Última modificação em 17 de junho de 2026 às 11:50
Dados de radares e centros meteorológicos da Europa e dos Estados Unidos apontaram a formação do chamado “Super El Niño” no Oceano Pacífico. O fenômeno tem avançado rapidamente e apresenta potencial para provocar eventos climáticos extremos em diversas partes do mundo, incluindo tempestades intensas e períodos prolongados de seca, com reflexos também em regiões do Brasil.
Segundo projeções e alertas divulgados pelo Instituto Nacional de Pesquisas Espaciais (INPE), pelo Instituto Nacional de Meteorologia (INMET), pela Fundação Cearense de Meteorologia e Recursos Hídricos (Funceme) e pelo Centro Gestor e Operacional do Sistema de Proteção da Amazônia (Censipam), há mais de 80% de probabilidade de que o fenômeno se consolide durante o segundo semestre de 2026. As previsões indicam ainda que seus efeitos podem persistir pelo menos até os primeiros meses de 2027.
O El Niño é caracterizado pelo aquecimento anormal das águas superficiais em áreas do Oceano Pacífico.
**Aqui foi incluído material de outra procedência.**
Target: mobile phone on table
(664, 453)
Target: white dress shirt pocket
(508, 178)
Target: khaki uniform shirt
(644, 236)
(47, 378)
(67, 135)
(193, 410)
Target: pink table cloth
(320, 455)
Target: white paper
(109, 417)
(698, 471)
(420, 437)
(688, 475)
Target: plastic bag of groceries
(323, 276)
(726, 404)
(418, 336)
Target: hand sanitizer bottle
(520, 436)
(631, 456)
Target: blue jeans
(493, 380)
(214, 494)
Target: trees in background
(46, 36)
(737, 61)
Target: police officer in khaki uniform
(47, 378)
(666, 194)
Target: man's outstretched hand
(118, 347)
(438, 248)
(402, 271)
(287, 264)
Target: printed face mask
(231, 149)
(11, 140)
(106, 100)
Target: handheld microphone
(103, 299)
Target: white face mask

No entanto, o fenômeno observado neste ano apresenta características mais intensas do que o padrão habitual, segundo Luis Marcelo Zeri, pesquisador do Centro Nacional de Monitoramento e Alertas de Desastres Naturais (Cemaden), vinculado ao Ministério da Ciência e Tecnologia.
O especialista destaca que os dados captados por sensores de temperatura indicam que o aquecimento atual é mais intenso e abrange uma área maior do que a registrada em episódios anteriores. “Como mostram os sensores de temperatura, ele é mais intenso e cobre uma área maior do que costuma ocorrer”, afirma.
Embora tenha origem no Oceano Pacífico, o fenômeno exerce influência direta sobre as condições climáticas em diferentes regiões do planeta, incluindo o Brasil. Segundo Zeri, o aquecimento acima da média das águas oceânicas aumenta a expectativa de um evento mais forte em comparação com ocorrências passadas.
A relação entre as temperaturas do oceano e as mudanças no clima brasileiro ocorre por meio de um mecanismo conhecido como “teleconexão”, que conecta alterações atmosféricas em regiões distantes do globo.
Ainda de acordo com o pesquisador do Cemaden, a seca provocada pelo El Niño pode interferir negativamente na produção agrícola no Brasil, dependendo da região e do calendário agrícola.
“Se um evento de seca ocorre numa época de plantio, numa época mais sensível do cultivo, isso acaba impactando a safra, atrapalha todo o planejamento agrícola”, avalia.